Nadat je de verschillende informatiebronnen hebt geraadpleegd, kun je deze selecteren op bruikbaarheid en bewerken. Waarschijnlijk is er nog aanvullend literatuuronderzoek nodig, en een bezoek aan bedrijven, musea of instellingen. Een interview met een deskundige kan heel informatief zijn. Stel dan tevoren een duidelijke vragenlijst samen, gebaseerd op je hypothese en deelvragen.
Afhankelijk van de hypothese die je wilt bewijzen, kan de praktische uitvoering van je onderzoek veel verschillende vormen krijgen:
- een onderzoeksopzet of proefopstelling bedenken
- veldwerk doen
- een ontwerp uitvoeren (lees hieronder verder)
- literatuuronderzoek - een enquête samenstellen (lees hieronder verder) - een interview (lees hieronder verder)
Overleg altijd met je begeleider welke onderzoeksvorm geschikt is.
een praktisch onderzoek uitvoeren Bepaal bij een praktisch onderzoek tevoren de volgorde van handelingen. Wanneer dat nodig blijkt, kun je je werkwijze aanpassen. Motiveer die aanpassingen dan in je logboek. Zorg dat afspraken tevoren vastliggen, en dat alle benodigde materialen beschikbaar zijn. Maak een lijstje met de spullen die je nodig hebt: apparaten, chemicaliën, veiligheidsmiddelen etc, en dat de ruimte beschikbaar is.
Nadat het onderzoek is uitgevoerd, kun je de meetgegevens, resultaten uit de literatuur, de (rekenkundige) verwerkingen en andere waarnemingen verwerken in bijvoorbeeld grafieken of diagrammen. Voer eventuele berekeningen zorgvuldig uit. Dit zijn de gegevens waaruit je de conclusie kunt trekken.

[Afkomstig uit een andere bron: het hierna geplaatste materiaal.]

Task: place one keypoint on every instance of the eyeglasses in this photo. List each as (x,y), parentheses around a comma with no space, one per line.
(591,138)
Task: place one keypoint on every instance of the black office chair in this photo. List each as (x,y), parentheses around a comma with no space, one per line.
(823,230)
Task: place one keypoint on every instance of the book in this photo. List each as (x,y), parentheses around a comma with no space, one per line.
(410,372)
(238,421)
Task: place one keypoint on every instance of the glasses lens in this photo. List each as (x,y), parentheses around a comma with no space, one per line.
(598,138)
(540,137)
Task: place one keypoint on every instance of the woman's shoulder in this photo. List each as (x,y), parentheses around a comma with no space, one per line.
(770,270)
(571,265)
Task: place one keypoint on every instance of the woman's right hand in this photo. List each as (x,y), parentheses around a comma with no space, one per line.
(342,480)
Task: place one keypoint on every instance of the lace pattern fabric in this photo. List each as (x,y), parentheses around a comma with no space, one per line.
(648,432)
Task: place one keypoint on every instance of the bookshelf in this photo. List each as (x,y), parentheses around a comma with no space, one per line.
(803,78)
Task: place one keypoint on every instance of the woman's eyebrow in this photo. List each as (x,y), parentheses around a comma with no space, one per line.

Met de conclusie heb je een antwoord gekregen op je onderzoeksvraag, en kun je de hypothese bevestigen of verwerpen. ------------------------------------------------ een technisch ontwerp uitvoeren
Een technisch ontwerp kan bijvoorbeeld een werkend model van een apparaat zijn, of een maquette. Om dat te maken, heb je informatie, kennis en handigheid nodig. Daarom is het maken van een technisch ontwerp een combinatie van onderzoek doen en onderzoek presenteren. Het product kan een belangrijk onderdeel vormen van de eindpresentatie van je opdracht.
aandachtspunten
1. Als je zelf het ontwerp mag maken of bepalen, kies dan iets waar voldoende informatie over te vinden is. Informatie kun je vinden in boeken, op internet, bij bedrijven en door interviews met vakmensen.
2. Maak een werkplan en houd een logboek bij.

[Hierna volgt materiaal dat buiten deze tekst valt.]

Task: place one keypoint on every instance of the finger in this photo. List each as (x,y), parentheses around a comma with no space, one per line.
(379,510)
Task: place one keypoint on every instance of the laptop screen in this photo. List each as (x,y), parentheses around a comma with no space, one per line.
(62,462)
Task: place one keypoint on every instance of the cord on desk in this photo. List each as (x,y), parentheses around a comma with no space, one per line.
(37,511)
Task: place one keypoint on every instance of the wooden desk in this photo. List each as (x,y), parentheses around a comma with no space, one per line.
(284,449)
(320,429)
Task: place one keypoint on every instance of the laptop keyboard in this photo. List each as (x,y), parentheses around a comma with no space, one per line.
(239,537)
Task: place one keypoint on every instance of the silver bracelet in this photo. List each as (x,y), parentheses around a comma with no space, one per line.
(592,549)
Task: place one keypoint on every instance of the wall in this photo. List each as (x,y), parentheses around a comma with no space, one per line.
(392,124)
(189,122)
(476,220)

3. Een ontwerpcyclus omvat zes fasen:
voorbereiding
1. Een ontwerpopdracht is aanvankelijk vaak te globaal omschreven. Verzamel informatie, waardoor je precies weet wat je wilt/wordt verwacht.
2. Bepaal wat de ontwerpeisen zijn. Waaraan moet het ontwerp voldoen? Formuleer deze eisen zo concreet mogelijk. De eisen moeten meetbaar en haalbaar zijn.
3. Het bedenken van oplossingen. Zoek voor iedere eis of functie een aantal deeloplossingen. Maak daarvoor bijvoorbeeld een ideeëntabel:
4. Het ontwerp beschrijven. Streep in de ideeëntabel alle deeloplossingen door die in strijd zijn met andere eisen. Kies uit de overgebleven oplossingen de beste en beschrijf op die manier het ontwerp.
5. Maak een lijstje met materialen en gereedschap dat je nodig hebt om je ontwerp te bouwen.
6. Bespreek het ontwerp en je werkplan met je begeleider en/of TOA.
praktische uitvoering
7. Maak tekeningen van alle onderdelen. Daardoor krijg je belangrijke aanwijzingen over de werking en de materialen die nodig zijn om het te bouwen.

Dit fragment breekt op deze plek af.